If indeed, the Minister says, the non-bank finance companies sector is not well regulated, he has been ill-informed. Since 1979 with the enactment of The Control of Finance Companies Act, No. 27 of 1979, the legal framework has been twice repealed and strengthened in reaction to the many FC failures, in 1988 and finally with a more robust piece of legislation in the form of the Finance Business Act, No. 42 of 2011. The FBA is well-equipped to deal with instability in the NBFI sector on par with the legal and regulatory framework applicable to the banking sector.
Moreover, the legal framework is supplemented by a very effective and efficient offsite surveillance system which captures and disseminates to the supervisory staff, the early warning signs of impending problems which are reflected in the data received every month. Early intervention and prompt corrective action are the two critical elements thus in arresting any further deterioration in the financial condition of the FCs.
In this background therefore it is evident that this has not happened consistently over the last two decades. This is where the Minister should focus his attention – to find out how these insolvent institutions were permitted to function for almost a decade, alongside their strong, solvent peers, thereby deluding the depositing public from believing that they were financially sound. Is this not a breach of regulatory responsibility which is tantamount to regulatory failure, for which the regulator should be held accountable? What is the message these statements convey to the depositing public? If the regulator fails in its mandatory responsibility to effectively regulate these institutions, it should then surrender this responsibility to whoever else is capable of doing so.

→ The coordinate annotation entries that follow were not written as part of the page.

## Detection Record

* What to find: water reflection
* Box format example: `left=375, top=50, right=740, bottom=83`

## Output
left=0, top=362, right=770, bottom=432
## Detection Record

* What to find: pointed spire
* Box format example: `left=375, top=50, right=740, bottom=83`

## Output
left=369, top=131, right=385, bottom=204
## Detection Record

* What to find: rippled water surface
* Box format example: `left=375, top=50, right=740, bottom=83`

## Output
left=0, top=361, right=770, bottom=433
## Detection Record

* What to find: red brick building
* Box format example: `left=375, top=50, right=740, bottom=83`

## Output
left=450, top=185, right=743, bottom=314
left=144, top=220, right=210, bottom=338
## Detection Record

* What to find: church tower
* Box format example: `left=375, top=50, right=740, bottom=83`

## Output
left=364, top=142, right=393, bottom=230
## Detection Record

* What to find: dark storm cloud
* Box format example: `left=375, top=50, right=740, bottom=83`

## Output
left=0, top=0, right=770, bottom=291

In the alternative it should progressively close down the non-bank financial institutions (NBFIs), or merge them with the banking institutions, taking the cue from Malaysia, and save the innocent depositing public from being misled into believing that they are safe and sound institutions in which they can repose their trust. As long as the NBFIs are permitted to function, it is imperative and obligatory that the regulator discharges its regulatory responsibility to safeguard the interests of the depositors in them. They cannot be permitted to abrogate this responsibility so easily.
In conclusion may I ask why there is so much complacency about the safety of the public funds of the depositing public in a, seemingly, regulated financial system, where fraudulent directors, legal delays, regulatory failure, are all taken for granted and the innocent depositors become the sacrificial lambs?
Aren’t the funds involved in at least two of the big failed institutions, The Finance and ETI, close to over Rs. 50 billion, much more than the much-publicised bond scam and where civil society and the media have raised such a furore? What does it take to evoke the same, or even greater commitment, to the plight of the innocent, depositors of the regulated financial system of this country, is the million dollar question that requires the immediate attention of public servants of the calibre of Eran Wickremaratne.
(The writer is former Director of Bank Supervision and Advisor to the Governor of the Central Bank, Independent Consultant and freelance writer to the financial press.)